Je serais tenté de dire, monsieur le député Laffineur, que 100 % des bâtiments, à l'exception du Nivôse, sont en état de marche. Un bâtiment de la marine nationale peut passer par trois états : il est soit en grande réparation, soit en réparation courante, soit en état de naviguer. Nos bâtiments sont, par nature, multi-missions. Une frégate peut s'impliquer dans la lutte anti-sous-marine comme dans la lutte anti-aérienne, elle peut déployer des commandos, elle peut intervenir contre l'immigration clandestine. Si un voyant rouge s'allume sur un des bâtiments, cela ne signifie pas que celui-ci n'est pas en état de marche, mais seulement que l'une de ses missions doit être temporairement suspendue. L'analyse est alors faite avec le service de soutien de la flotte, qui est dirigé par un inspecteur général de l'armement, qui dépend directement de moi. Cela marche remarquablement bien.

Le nombre moyen de jours de mer annuel en 2014 est de quatre-vingt-six, ce qui est le même niveau qu'en 2013. Cette moyenne sera la même en 2015. Comme nous l'avons prévu avec le ministre de la Défense, nous commencerons à remonter vers les normes OTAN – 110 jours pour les grands bâtiments et cent jours pour l'ensemble de la flotte – à partir de 2016.

Il n'y a aucune inquiétude à avoir sur le Charles de Gaulle, qui entretient actuellement sa capacité opérationnelle et est prêt à partir.

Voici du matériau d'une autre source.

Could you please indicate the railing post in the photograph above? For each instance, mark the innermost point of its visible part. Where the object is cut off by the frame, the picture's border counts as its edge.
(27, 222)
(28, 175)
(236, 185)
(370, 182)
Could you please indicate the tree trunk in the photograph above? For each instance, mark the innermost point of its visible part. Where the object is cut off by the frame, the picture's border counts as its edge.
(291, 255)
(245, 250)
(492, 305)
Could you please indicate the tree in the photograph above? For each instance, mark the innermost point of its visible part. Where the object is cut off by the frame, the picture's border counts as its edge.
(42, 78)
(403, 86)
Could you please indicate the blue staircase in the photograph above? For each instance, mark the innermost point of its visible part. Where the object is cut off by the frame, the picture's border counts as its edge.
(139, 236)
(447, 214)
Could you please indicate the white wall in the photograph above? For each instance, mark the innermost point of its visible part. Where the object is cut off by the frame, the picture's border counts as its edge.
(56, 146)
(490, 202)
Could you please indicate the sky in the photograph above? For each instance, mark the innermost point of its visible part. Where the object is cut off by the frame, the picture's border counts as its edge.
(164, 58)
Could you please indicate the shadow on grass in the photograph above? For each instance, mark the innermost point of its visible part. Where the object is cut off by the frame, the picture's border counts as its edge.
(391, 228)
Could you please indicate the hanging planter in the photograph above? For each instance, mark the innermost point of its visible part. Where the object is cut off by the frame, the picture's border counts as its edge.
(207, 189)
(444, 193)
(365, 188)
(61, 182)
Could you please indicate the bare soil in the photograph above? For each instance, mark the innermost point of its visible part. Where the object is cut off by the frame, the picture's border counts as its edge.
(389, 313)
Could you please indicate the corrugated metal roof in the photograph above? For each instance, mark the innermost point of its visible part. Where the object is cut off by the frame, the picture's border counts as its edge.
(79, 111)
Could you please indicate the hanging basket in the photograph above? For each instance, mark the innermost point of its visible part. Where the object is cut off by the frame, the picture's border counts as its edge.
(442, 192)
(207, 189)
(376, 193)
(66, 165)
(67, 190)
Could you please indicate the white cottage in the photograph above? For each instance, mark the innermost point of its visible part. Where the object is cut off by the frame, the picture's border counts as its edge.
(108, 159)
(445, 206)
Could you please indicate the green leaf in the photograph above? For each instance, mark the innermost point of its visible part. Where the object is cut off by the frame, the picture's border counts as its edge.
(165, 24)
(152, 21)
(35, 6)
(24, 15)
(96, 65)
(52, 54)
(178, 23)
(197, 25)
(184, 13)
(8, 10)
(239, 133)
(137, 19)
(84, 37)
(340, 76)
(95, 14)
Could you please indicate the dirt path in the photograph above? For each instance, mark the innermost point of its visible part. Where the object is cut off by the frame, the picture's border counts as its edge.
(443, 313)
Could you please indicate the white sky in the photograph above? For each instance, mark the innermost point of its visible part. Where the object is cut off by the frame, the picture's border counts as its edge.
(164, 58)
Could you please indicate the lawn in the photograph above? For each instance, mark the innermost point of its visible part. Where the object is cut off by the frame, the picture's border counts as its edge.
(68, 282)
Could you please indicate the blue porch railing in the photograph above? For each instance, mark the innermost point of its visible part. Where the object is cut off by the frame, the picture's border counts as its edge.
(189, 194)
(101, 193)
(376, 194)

Dans le golfe de Guinée, monsieur le député Rouillard, la marine française intervient avec le Quai d'Orsay et représentante spéciale pour la piraterie, Mme Roger-Lacan, dont je souligne l'excellent travail. Les actions de coopération dépendent davantage de la direction de la coopération de sécurité et de défense (DCSD) du Quai. L'opération Corymbe a quant à elle évolué en ajoutant à la prévention des risques – 75 000 de nos compatriotes vivent le long du golfe de Guinée et nous avons à plusieurs reprises conduit des missions d'évacuation – et de la lutte contre la piraterie – je ne rappelle pas l'épisode du pétrolier Adour – un volet de coopération désormais renforcé sous l'appellation d'opération NEMO : avant chaque départ de mission Corymbe, nous demandons à nos partenaires africains leurs besoins en matière d'entraînement et de formation, et nous adaptons l'équipage du bâtiment en fonction des souhaits exprimés. Cela marche très bien. Le but est l'appropriation de la sécurité du golfe de Guinée par les marines africaines.

Nous travaillons davantage avec les pays francophones, que nous connaissons bien. Les Américains, autres acteurs dans le jeu, ont créé l'Africa Partnership, qui vient d'être transféré au commandement des forces américaines à Naples. En accord avec le secrétaire d'État américain à la Navy, nous travaillons pour connecter les deux systèmes afin d'assurer une continuité entre pays anglophones et francophones sur le golfe.

Avec la montée en puissance des centres d'action maritime, nous souhaitons connecter le centre de notre commandant en chef pour la zone atlantique (CECLANT), responsable du golfe de Guinée, et qui bénéficie d'excellents renseignements du fait de la collaboration des armateurs français, avec les centres de crise africains, pour leur délivrer l'information qui leur permette d'employer leurs ressources à bon escient.

Votre question sur le golfe arabo-persique, monsieur le député Guilloteau, aurait dû être posée hier au chef d'état-major des armées. Je pense que l'opération en Irak s'inscrira dans la durée. C'est en tout cas ce à quoi nous nous préparons. Au large de la Syrie, nous positionnons un bâtiment depuis trois ou quatre ans. Le Charles de Gaulle, en Libye, a passé 257 jours en mer dans l'année, avec le même équipage et le même groupe aérien. Nous savons nous organiser pour durer sur une zone.